Oct 13, 2015 (LBO) – The prize in economic sciences in memory of Alfred Nobel for 2015 has been awarded to Angus Deaton of Princeton University for his analysis of consumption, poverty, and welfare.

Angus Deaton enhanced the understanding in design of economic policy that promotes welfare and reduces poverty, the royal Swedish Academy of Sciences which makes the awards said in a statement.

“By linking detailed individual choices and aggregate outcomes, his research has helped transform the fields of microeconomics, macroeconomics, and development economics.”

The work for which Deaton is now being honored revolves around three central questions.

“How do consumers distribute their spending among different goods? How much of society’s income is spent and how much is saved? and How do we best measure and analyze welfare and poverty?,” the statement said.

In his more recent research, Deaton highlights how reliable measures of individual household consumption levels can be used to discern mechanisms behind economic development.

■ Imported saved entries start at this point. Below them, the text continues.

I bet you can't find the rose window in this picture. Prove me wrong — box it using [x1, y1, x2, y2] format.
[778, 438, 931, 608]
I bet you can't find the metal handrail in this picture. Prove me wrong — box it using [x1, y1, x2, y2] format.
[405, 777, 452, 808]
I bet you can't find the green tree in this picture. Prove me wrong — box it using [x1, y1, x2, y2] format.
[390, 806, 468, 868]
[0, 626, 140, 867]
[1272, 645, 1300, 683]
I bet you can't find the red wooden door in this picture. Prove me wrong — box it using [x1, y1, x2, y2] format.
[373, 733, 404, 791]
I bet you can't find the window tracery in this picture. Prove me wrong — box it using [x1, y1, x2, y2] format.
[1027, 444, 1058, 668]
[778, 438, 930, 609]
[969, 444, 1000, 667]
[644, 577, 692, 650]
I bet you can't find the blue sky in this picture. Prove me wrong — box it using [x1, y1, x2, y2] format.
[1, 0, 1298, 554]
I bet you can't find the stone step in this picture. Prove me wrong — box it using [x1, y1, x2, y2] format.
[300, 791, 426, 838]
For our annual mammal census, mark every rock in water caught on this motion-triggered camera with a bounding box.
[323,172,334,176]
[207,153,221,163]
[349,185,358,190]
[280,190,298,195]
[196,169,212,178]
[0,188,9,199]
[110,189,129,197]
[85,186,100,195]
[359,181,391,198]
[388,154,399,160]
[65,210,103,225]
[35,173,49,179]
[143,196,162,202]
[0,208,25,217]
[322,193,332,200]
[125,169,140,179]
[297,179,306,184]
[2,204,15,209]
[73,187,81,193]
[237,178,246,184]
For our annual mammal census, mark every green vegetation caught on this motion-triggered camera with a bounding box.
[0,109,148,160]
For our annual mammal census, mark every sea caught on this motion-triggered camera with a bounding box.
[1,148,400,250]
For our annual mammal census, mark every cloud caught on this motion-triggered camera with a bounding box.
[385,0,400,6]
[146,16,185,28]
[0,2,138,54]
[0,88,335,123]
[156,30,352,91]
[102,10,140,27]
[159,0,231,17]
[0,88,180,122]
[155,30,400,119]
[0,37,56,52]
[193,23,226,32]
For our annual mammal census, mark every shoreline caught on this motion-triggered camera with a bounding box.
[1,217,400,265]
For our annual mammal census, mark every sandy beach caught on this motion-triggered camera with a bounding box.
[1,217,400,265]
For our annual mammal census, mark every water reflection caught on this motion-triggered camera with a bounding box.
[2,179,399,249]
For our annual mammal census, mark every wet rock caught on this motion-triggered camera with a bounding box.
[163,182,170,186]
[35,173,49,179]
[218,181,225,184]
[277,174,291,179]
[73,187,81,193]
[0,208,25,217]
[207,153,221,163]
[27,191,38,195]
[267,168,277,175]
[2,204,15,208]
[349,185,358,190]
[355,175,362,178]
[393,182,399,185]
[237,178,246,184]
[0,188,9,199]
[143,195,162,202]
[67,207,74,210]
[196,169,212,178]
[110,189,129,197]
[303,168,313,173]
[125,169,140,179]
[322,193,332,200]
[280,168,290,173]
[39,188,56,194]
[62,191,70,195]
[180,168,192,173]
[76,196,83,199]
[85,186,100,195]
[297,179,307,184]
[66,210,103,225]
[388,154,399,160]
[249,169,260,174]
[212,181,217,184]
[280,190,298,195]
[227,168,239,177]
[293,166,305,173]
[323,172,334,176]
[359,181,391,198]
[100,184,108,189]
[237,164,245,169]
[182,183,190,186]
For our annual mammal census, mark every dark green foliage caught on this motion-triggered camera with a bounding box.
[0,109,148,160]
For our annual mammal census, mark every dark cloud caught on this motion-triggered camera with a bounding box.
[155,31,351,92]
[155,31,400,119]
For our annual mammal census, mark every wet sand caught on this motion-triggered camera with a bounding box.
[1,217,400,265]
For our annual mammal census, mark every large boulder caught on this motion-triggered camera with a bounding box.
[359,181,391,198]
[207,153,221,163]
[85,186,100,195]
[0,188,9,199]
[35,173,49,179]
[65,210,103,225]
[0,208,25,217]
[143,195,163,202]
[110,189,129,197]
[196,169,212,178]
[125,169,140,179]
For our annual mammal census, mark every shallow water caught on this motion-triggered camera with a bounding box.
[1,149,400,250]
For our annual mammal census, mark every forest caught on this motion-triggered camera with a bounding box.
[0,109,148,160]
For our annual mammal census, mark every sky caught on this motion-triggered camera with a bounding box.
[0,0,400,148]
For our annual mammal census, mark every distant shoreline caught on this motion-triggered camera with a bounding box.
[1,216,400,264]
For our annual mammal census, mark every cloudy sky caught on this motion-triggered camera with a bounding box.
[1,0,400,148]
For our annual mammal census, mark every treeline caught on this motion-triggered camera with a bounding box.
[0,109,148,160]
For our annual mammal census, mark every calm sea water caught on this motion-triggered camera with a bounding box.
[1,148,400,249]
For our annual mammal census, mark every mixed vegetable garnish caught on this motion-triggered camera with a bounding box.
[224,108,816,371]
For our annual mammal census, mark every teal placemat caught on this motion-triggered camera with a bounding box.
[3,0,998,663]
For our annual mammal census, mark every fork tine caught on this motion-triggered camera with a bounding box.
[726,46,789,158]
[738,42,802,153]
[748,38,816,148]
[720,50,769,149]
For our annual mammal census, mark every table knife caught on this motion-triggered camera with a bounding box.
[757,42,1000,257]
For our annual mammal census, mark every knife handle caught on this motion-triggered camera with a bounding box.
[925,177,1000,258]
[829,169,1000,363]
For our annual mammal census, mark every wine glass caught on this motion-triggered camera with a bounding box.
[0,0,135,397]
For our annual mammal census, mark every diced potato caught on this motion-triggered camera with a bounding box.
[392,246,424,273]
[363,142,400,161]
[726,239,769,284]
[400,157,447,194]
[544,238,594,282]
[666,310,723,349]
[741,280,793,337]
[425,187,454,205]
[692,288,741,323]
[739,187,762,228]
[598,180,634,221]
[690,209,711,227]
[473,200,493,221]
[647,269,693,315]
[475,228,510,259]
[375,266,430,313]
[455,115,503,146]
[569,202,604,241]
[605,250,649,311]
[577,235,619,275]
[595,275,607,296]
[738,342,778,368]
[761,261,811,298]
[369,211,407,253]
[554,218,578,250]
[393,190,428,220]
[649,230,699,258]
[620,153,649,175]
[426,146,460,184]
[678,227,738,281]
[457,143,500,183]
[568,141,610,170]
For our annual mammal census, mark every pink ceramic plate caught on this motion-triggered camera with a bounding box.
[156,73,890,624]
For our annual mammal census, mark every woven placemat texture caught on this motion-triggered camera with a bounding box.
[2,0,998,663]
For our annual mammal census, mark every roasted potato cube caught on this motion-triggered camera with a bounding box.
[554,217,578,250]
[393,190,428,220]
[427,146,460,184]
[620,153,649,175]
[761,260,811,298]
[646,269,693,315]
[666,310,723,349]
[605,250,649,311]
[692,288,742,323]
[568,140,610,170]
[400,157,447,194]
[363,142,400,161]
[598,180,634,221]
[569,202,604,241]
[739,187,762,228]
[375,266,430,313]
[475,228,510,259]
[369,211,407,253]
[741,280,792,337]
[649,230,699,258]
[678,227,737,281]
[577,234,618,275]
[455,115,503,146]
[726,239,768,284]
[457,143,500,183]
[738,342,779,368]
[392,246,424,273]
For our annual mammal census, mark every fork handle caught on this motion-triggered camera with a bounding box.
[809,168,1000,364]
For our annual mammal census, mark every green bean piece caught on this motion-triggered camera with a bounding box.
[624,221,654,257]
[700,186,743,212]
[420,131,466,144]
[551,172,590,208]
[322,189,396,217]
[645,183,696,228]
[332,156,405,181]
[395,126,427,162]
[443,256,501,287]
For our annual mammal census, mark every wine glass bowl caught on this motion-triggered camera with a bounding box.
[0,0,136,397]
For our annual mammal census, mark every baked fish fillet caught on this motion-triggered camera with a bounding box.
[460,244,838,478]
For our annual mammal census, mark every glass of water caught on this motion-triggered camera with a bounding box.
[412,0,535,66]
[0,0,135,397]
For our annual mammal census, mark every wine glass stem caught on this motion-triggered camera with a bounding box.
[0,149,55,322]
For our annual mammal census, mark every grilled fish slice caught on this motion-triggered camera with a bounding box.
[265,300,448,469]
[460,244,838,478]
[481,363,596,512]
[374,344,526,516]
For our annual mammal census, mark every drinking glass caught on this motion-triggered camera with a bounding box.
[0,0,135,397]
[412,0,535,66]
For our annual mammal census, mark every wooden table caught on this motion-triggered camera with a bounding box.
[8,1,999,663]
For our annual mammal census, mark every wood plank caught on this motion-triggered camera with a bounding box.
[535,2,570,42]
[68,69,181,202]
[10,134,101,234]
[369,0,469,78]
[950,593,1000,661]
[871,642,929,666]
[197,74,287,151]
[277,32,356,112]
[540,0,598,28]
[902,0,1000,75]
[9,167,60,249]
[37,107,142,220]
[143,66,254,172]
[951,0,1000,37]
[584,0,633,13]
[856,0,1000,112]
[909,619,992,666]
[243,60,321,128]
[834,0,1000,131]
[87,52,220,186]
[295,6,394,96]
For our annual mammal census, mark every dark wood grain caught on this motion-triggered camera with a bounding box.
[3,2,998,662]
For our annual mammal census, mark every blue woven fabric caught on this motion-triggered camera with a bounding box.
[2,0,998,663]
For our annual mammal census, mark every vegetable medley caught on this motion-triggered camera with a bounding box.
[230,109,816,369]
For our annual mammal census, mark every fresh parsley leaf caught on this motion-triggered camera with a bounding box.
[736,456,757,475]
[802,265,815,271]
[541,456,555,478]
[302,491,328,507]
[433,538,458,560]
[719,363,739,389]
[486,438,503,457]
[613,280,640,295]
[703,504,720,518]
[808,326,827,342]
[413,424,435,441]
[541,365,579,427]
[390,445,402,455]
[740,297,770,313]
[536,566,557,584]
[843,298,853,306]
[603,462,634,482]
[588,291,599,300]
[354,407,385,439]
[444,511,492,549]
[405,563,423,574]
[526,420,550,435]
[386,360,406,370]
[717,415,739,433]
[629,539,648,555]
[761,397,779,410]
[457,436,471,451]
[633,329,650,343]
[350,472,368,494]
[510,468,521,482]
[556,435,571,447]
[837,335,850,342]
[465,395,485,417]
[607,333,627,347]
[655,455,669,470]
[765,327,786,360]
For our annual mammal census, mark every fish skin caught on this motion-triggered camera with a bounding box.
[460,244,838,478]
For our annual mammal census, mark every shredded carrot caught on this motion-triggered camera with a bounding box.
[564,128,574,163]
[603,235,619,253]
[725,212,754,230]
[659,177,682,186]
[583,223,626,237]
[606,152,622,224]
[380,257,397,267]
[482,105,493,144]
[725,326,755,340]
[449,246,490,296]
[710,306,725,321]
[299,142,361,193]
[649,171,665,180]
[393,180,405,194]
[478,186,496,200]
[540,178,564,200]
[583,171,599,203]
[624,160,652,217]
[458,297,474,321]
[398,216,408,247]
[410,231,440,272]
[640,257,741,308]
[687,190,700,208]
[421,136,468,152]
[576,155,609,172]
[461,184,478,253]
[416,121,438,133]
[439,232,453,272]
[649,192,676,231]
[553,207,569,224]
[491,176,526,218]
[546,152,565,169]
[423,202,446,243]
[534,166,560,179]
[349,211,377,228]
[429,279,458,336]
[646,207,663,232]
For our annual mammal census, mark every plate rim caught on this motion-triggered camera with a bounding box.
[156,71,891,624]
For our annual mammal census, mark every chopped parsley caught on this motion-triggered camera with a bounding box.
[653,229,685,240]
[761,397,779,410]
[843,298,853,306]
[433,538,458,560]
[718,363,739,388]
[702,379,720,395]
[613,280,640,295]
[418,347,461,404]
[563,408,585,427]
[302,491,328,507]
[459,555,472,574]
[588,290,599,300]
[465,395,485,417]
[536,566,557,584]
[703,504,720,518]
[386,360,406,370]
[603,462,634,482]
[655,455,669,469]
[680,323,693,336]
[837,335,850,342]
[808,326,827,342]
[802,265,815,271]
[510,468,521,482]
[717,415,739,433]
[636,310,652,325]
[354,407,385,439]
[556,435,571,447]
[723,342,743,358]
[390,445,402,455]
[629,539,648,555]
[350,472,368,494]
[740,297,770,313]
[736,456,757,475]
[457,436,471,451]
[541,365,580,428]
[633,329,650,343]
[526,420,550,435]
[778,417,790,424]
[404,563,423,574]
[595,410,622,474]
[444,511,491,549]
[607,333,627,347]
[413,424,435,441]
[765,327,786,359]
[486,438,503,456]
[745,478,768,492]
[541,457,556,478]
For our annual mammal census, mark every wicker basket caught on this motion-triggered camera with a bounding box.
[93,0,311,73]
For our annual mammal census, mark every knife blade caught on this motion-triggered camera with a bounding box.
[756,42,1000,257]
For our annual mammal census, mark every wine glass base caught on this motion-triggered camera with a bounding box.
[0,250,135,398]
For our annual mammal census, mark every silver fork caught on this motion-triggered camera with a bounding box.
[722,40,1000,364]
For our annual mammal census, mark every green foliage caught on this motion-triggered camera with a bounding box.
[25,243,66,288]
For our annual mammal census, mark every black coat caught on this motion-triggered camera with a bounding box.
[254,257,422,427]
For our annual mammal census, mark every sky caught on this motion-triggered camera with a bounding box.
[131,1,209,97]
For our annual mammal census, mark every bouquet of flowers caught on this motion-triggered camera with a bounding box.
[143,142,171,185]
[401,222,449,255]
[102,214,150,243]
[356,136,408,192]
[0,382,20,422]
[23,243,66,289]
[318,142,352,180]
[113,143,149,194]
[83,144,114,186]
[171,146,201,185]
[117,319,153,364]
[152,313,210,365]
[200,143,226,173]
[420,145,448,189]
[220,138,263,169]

His research has uncovered important pitfalls when comparing the extent of poverty across time and place. and it has also exemplified how the clever use of household data may shed light on such issues as the relationships between income and calorie intake, and the extent of gender discrimination within the family.

Deaton’s focus on household surveys has helped transform development economics from a theoretical field based on aggregate data to an empirical field based on detailed individual data, the statement added.

The economist was born in Edinburgh and holds both British and U.S. citizenship, is professor of Economics and International Affairs at Princeton University in the United States.